Only a handful of regional papers have received passes for the games, including just one weekly title in London and four press passes for newspapers in Scotland. Some 410 press passes have been granted for print media to cover the 2012 Games, not including broadcasters or Press Association.
The issue has now been taken up by Lib Dem Peer Baroness Dee Doocey, who told Press Gazette that it was ‘totally wrong that London’s local newspapers have been carved out from receiving media passes to the 2012 Games”.
In a letter to Doocey seen by Press Gazette, Moynihan revealed that the International Olympic Committee guidelines on press passes ‘make no mention of regional or local press”. Instead, they state that allocations must go according to the following “hierarchy and priorities”:
- National agency
- National sports agencies
- General daily newspapers
- Sports dailies
- Single sport or multi-sport specialist magazines, sports internet sites
- General information magazines and internet sites.
Moynihan conceded that ‘many local and regional papers are disappointed with specific allocations”, before adding: ‘However we are heavily restricted by the IOC and have sought, through a lengthy process, to be fair to the press around the venues, to London papers and to a wide distribution of print journalists through the United Kingdom.”
He also insisted that the BOA had now recognised the ‘unprecedented interest and demand’from the UK press and was continuing to lobby the IOC for more passes, but claimed the BOA allocation was the largest of any national committee and was more than double the number of press passes received by the Chinese National Olympic Committee for the 2008 Beijing Games.
Moynihan also claimed that 90 per cent of media passes for the sailing events in Dorset had been were awarded to local, regional and sports-specific press, and 100 per cent of passes for photographers.
To ensure the allocation process was ‘transparent, fair and professionally undertaken’the BOA established a 14-strong Media Accreditation Committee (MAC), with one representative from the regional press: the editorial director of Trinity Mirror‘s regional newspaper division Neil Benson.

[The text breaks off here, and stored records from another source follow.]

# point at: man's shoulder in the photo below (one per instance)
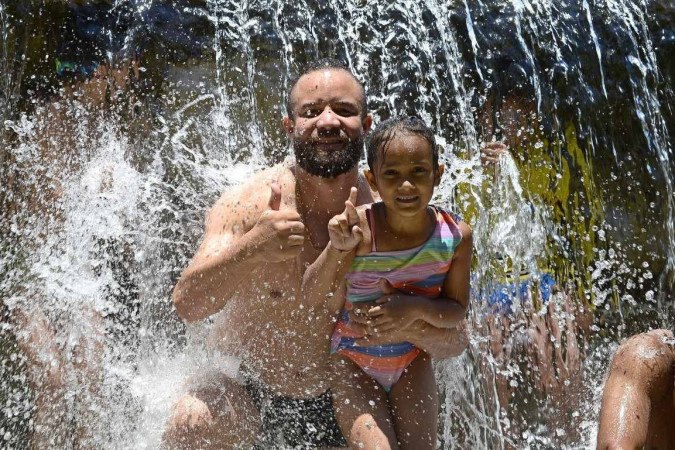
(256, 189)
(244, 202)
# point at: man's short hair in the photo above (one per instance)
(321, 64)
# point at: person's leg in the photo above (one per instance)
(361, 407)
(37, 340)
(218, 413)
(414, 404)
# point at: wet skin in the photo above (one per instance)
(258, 241)
(638, 403)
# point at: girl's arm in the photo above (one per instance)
(448, 314)
(395, 310)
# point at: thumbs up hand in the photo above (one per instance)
(343, 229)
(279, 234)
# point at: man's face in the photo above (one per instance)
(328, 123)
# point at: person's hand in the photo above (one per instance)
(491, 152)
(279, 234)
(413, 332)
(391, 312)
(343, 229)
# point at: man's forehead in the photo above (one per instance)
(327, 85)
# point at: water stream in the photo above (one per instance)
(124, 120)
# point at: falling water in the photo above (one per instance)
(103, 202)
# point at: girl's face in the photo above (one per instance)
(404, 174)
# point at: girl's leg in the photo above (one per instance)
(414, 404)
(361, 407)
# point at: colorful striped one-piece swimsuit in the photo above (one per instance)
(417, 271)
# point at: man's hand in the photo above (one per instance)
(393, 310)
(278, 235)
(492, 152)
(343, 229)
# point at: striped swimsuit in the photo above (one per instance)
(417, 271)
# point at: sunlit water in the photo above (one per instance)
(104, 205)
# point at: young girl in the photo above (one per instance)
(405, 263)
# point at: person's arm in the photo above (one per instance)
(396, 310)
(243, 230)
(439, 343)
(322, 278)
(641, 371)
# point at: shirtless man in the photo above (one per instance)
(259, 239)
(638, 403)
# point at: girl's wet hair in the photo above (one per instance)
(378, 140)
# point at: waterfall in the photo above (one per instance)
(104, 198)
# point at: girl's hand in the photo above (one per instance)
(343, 230)
(394, 310)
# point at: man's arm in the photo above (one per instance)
(241, 233)
(323, 277)
(640, 372)
(439, 343)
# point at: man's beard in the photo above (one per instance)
(328, 164)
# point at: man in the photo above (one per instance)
(638, 403)
(259, 239)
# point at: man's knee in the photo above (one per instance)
(189, 423)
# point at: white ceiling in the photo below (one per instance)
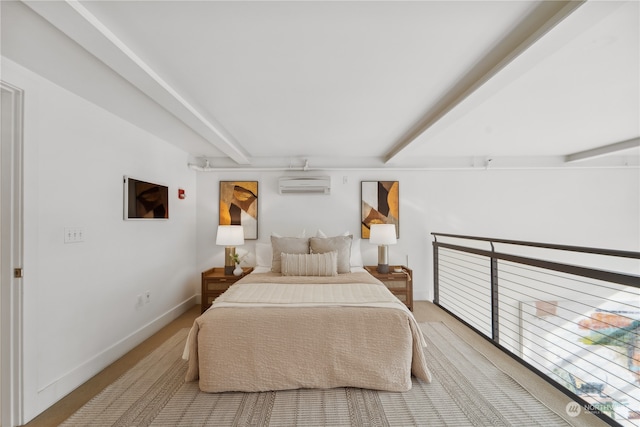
(352, 84)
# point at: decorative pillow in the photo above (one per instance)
(288, 245)
(340, 244)
(263, 254)
(309, 264)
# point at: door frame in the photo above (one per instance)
(11, 257)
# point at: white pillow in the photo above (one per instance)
(355, 260)
(264, 254)
(289, 245)
(303, 233)
(309, 264)
(356, 255)
(340, 244)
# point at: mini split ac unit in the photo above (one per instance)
(304, 185)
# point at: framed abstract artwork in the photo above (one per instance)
(239, 206)
(145, 200)
(380, 205)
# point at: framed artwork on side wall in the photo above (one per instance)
(380, 205)
(145, 200)
(239, 206)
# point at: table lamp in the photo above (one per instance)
(383, 235)
(229, 236)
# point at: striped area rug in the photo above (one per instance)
(467, 390)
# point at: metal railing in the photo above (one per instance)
(569, 313)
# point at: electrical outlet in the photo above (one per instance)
(73, 234)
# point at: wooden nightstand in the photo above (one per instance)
(215, 282)
(400, 284)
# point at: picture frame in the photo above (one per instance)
(145, 200)
(380, 204)
(238, 205)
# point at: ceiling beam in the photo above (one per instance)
(604, 150)
(545, 17)
(78, 23)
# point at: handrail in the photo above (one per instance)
(583, 249)
(490, 303)
(593, 273)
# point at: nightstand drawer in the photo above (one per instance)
(219, 286)
(402, 297)
(392, 284)
(400, 284)
(215, 283)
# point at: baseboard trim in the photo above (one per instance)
(57, 389)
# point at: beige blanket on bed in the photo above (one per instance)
(273, 332)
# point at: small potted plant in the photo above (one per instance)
(237, 259)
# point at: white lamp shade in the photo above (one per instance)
(230, 235)
(383, 234)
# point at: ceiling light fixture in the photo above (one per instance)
(206, 168)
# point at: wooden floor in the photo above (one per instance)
(423, 311)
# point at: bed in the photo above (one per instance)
(278, 331)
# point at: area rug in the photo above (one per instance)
(467, 390)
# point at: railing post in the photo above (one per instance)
(436, 273)
(495, 314)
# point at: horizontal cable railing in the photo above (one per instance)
(571, 314)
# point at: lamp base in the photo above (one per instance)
(229, 264)
(383, 268)
(383, 259)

Doocey, who is the Lib Dem’s London Assembly Olympic spokesperson, was critical of the allocation process and believes there are ‘specific issues and perspectives to the 2012 Games which only local newspapers can do justice to”.
She said: ‘No one is suggesting dozens of passes are given to London’s local newspapers, but the provision of just a few passes would ensure most of London’s local newspaper groups were covered.
“Ultimately Londoners are missing out because of the refusal by the IOC to recognise the special dimension that local newspapers can bring to the reporting of the 2012 Games.”